Open-Source Internship opportunity by OpenGenus for programmers. Apply now.
Table of contents:
- Introduction
- Step 1: Choosing a Word Dictionary
- Step 2: Loading the Dictionary Into Memory
- Step 3: Implementing the Spell Checker Application in C++
- Step 4: Testing our Implementation
- Conclusion
Reading time: 25 minutes
Introduction
In this article at OpenGenus, we will cover how to create a spell checker application using C++ programming language. A spell checker is a useful tool utilized to find and provide correction for any misspelled words in a provided text. The goal of our application is to suggest the correct spelling for any misspelled words found and to allow the user to pick the best suggestion.
Step 1: Choosing a Word Dictionary
To implement our spell checker, we need a dictionary text file. This is to provide a list of correctly spelled words that we can use as a reference point in our code. You can either create your own word dictionary, which would take quite a long time, or simply download one from the internet.
Here is an example of a word dictionary that could be used for this project:
github.com/OpenGenus/Spell-Checker-in-cpp/dictionary.txt
Step 2: Loading the Dictionary Into Memory
Now that we've chosen the dictionary we want to use for our spell checker, we must ensure that we can utilize it in our code. We can do this by loading the contents of our dictonary.txt file into memory.
The first thing to note is that checking every single word in a dictionary each time we want to check for the correct spelling of a word would usually take an extremely long time. For reference, the dictionary I am using is almost 50,000 words! An even more extensive dictionary could easily contain triple that amount. So what can we do?
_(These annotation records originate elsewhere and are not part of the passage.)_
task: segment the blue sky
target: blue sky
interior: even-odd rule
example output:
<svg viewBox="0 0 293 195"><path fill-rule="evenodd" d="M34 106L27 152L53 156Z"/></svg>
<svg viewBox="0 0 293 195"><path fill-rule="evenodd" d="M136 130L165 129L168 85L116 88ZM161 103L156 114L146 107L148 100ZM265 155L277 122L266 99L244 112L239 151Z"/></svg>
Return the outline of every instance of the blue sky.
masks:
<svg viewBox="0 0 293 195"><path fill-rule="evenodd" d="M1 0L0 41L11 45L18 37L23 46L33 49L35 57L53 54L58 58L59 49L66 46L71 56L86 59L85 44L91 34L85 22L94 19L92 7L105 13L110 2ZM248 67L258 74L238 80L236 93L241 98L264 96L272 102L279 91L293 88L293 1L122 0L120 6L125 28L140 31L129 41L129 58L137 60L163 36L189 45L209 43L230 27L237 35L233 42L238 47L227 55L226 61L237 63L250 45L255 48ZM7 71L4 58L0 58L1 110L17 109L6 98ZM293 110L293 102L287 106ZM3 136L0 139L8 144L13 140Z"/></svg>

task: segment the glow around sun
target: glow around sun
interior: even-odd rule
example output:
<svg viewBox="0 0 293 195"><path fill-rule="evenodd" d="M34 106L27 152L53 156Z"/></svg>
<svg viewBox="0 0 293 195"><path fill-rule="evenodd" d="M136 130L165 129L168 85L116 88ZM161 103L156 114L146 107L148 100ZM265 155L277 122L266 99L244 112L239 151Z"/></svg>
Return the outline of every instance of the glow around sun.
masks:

To optimize the performance of our application, we can utilize a data structure known as a prefix tree or trie. Prefix trees are useful for quick and efficient search and retrieval. Their usage will greatly improve the running time of our application.
The following code displays how this can be done in C++:
#include <iostream>
#include <fstream>
#include <sstream>
#include <vector>
using namespace std;
// Structure of a Trie Node
struct TrieNode {
bool endOfWord;
vector<TrieNode*> children;
TrieNode() {
endOfWord = false;
children = vector<TrieNode*>(26, nullptr);
}
};
// Load Dictionary Into Memory
TrieNode *root = new TrieNode();
ifstream dictFile("dictionary.txt");
string word;
while (getline(dictFile, word)) {
insertWord(root, word);
}
dictFile.close();
In the above implementation, we include the packages necessary and define the structure of our trie node which will hold the contents of our dictionary. Once each word inside the dictionary text file is transferred, we close our dictionary file.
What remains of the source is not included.